En ce jour de 1778, la bataille de Barren Hill a lieu. Quelques jours plus tôt, un groupe d’Indiens Oneida avait offert son aide à l’armée de George Washington. Ils ne pouvaient sûrement pas savoir à quelle vitesse ils seraient appelés à aider?

Leur présence aidera bientôt les forces américaines à repousser les Britanniques.

Le général George Washington avec Lafayette à Valley Forge, 177, par Alonzo Chappel

L’armée de Washington campait alors à Valley Forge, où elle avait passé un long et dur hiver. À la mi-mai, ils ont reçu un ajout bienvenu au camp: un des compagnons français du Marquis de Lafayette est arrivé avec un groupe de près de 50 Oneidas. Les Oneidas ont été accueillis à bras ouverts: Henry Knox a ordonné un salut avec treize gros canons, et Washington lui-même a personnellement reçu les guerriers indiens.

Les Oneidas ont offert d’aider l’armée continentale, et leur aide a été acceptée avec plaisir.

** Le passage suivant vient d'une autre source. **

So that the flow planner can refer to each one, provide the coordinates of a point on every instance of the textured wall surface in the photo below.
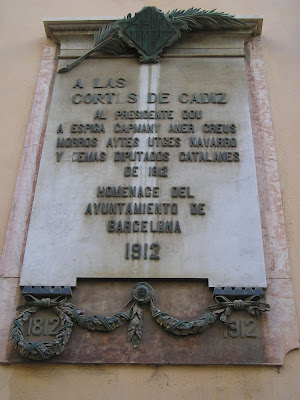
(22, 41)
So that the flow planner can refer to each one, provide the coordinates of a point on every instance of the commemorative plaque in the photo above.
(146, 190)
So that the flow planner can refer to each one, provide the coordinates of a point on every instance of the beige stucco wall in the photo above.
(22, 41)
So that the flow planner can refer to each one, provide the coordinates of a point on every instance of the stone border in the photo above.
(281, 321)
(17, 228)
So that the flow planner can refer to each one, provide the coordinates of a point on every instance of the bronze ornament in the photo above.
(142, 293)
(151, 30)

Washington chargea l’Oneida de travailler avec Lafayette, qui était sur le point de se déplacer avec une force de 2 200 hommes vers les Britanniques, alors à Philadelphie. La mission de Lafayette était de recueillir des renseignements et de surveiller les signes d’une retraite britannique vers New York. Les Oneidas devaient servir d’éclaireurs pour l’avance de Lafayette ; ils auraient l’aide de 50 fusiliers américains.

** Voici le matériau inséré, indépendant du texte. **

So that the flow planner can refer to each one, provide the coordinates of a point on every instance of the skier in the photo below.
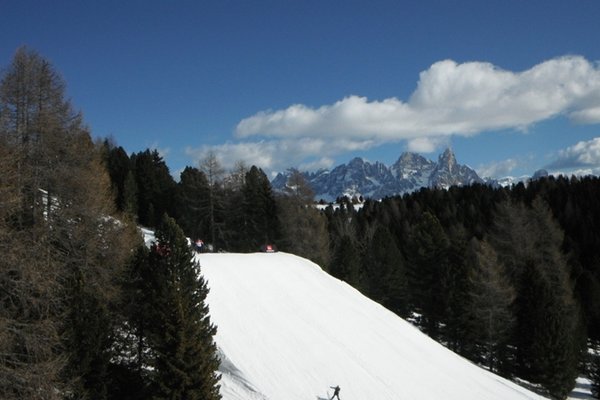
(336, 392)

Dans la nuit du 19 mai, Lafayette a installé son campement sur Barren Hill, à seulement 12 miles de Philadelphie. Malheureusement, un déserteur en profite pour informer les Britanniques de la position de Lafayette. Le lendemain, la cavalerie et les fantassins britanniques sont envoyés vers Barren Hill. Ils espéraient surprendre Lafayette.

L’Oneida et les tirailleurs repéraient la zone lorsqu’ils entendirent l’approche des soldats britanniques — ils étaient jusqu’à 9 000 ! Sans se décourager, le petit groupe d’Oneida et de tirailleurs se mit à tirer sur les Britanniques depuis les arbres. Au début, les Britanniques ne réalisaient pas à quel point la force d’attaque était petite, mais une fois qu’ils ont réalisé qu’ils étaient confrontés à environ 100 hommes, ils ont lancé une charge de cavalerie.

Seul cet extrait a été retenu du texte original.